Molecular Pathology and Therapeutic Targets Group, Hospital La Paz Institute for Health Research (IdiPAZ), 28046, Madrid, Spain; Center for Biomedical Research in the Cancer Network (CIBERONC), Instituto de Salud Carlos III, 28029, Madrid, Spain.
Center for Biomedical Research in the Cancer Network (CIBERONC), Instituto de Salud Carlos III, 28029, Madrid, Spain; Translational Oncology Research Laboratory, Hospital La Paz Institute for Health Research (IdiPAZ), 28046, Madrid, Spain.
Mol Cell Probes. 2024 Oct;77:101976. doi: 10.1016/j.mcp.2024.101976. Epub 2024 Jul 31.
DNA mismatch repair (MMR) deficiency (dMMR) testing is now recommended in endometrial cancer. Defect identification in the molecules participating in this pathway, or the presence of microsatellite instability, are commonly employed for this purpose. Novel methods are continuously evolving to report dMMR/microsatellite instability and to easily perform routine diagnoses.
The main aim of this study was to compare the concordance of the Idylla microsatellite instability test for the identification of dMMR endometrial cancer samples defined by immunohistochemistry and MMR genomic status.
We applied the Idylla MSI test to 126 early-stage endometrial cancer cases with MMR testing by immunohistochemistry and genomic characterization (methylation in MLH1 and sequence alterations in MLH1, PMS2, MSH2 and MSH6). Individual markers and overall specific performance indicators were explored.
The Idylla platform achieved a higher global concordance rate with MMR genomic status than with immunohistochemistry (75 % and 66 %, respectively). Sensitivity and specificity are also higher (75 % vs 66 % and 96 % vs 90 %, respectively). Clustering analysis split the patients into 2 well-differentiated clusters, the pMMR and the dMMR group, represented by MLH1/PMS2 loss and the MLH1 methylated promoter. Overall, immunohistochemistry and MMR genomic status identified more dMMR cases than did the Idylla test, although correlations were improved with a modified Idylla test cut-off.
Performance of the Idylla test was better correlated with MMR genomic status than MMR immunohistochemistry status, which improved with a modified test cut-off. Further studies are needed to confirm the cut-off accuracy.
DNA 错配修复(MMR)缺陷(dMMR)检测现在被推荐用于子宫内膜癌。通常采用识别参与该途径的分子缺陷或微卫星不稳定性的方法来进行此检测。目前不断有新的方法用于报告 dMMR/微卫星不稳定性并方便进行常规诊断。

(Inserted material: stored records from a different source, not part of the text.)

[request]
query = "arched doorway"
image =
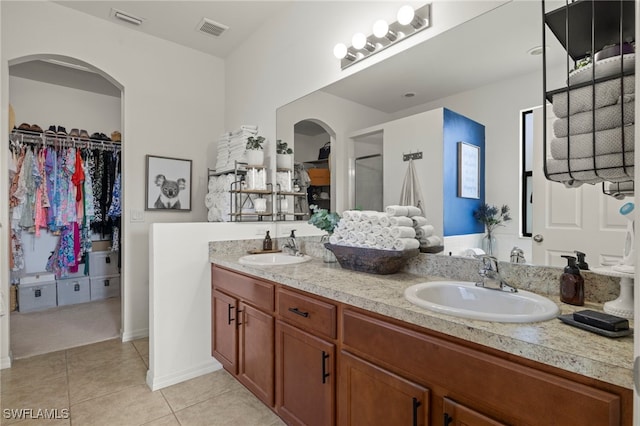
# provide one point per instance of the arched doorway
(70, 96)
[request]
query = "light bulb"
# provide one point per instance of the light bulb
(380, 28)
(405, 15)
(340, 51)
(358, 41)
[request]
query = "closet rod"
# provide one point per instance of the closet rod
(66, 141)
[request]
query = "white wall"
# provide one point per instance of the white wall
(172, 106)
(180, 293)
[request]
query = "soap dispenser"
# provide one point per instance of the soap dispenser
(267, 243)
(572, 283)
(581, 262)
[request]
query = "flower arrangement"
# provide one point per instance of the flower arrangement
(491, 216)
(322, 219)
(255, 143)
(282, 147)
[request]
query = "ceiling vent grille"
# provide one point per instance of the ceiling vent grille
(210, 27)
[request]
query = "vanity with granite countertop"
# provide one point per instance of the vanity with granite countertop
(323, 345)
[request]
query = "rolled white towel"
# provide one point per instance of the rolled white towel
(209, 200)
(413, 211)
(406, 244)
(403, 232)
(397, 211)
(400, 221)
(376, 229)
(433, 240)
(424, 232)
(388, 243)
(419, 221)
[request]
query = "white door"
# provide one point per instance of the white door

本研究的主要目的是比较免疫组化检测定义的 dMMR 子宫内膜癌样本与 Idylla 微卫星不稳定性检测在识别 dMMR 方面的一致性,以及与 MMR 基因组状态的一致性。
我们对 126 例早期子宫内膜癌病例进行了 Idylla MSI 检测,这些病例的 MMR 检测采用免疫组化和基因组特征分析(MLH1 甲基化和 MLH1、PMS2、MSH2 和 MSH6 序列改变)。探索了个体标志物和整体特异性表现指标。

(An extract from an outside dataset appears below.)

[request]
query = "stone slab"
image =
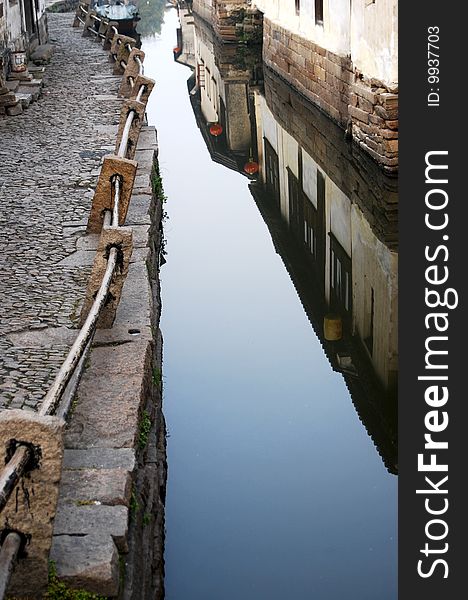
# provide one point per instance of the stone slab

Idylla 平台与 MMR 基因组状态的总体一致性比免疫组化更高(分别为 75%和 66%)。灵敏度和特异性也更高(分别为 75%比 66%和 96%比 90%)。聚类分析将患者分为 2 个分化良好的组,即 pMMR 和 dMMR 组,分别代表 MLH1/PMS2 缺失和 MLH1 甲基化启动子。总的来说,免疫组化和 MMR 基因组状态比 Idylla 检测识别出更多的 dMMR 病例,尽管通过修改后的 Idylla 检测截止值,相关性得到了改善。
Idylla 检测的性能与 MMR 基因组状态的相关性优于与 MMR 免疫组化状态的相关性,通过修改后的检测截止值可以提高相关性。需要进一步的研究来确认截止值的准确性。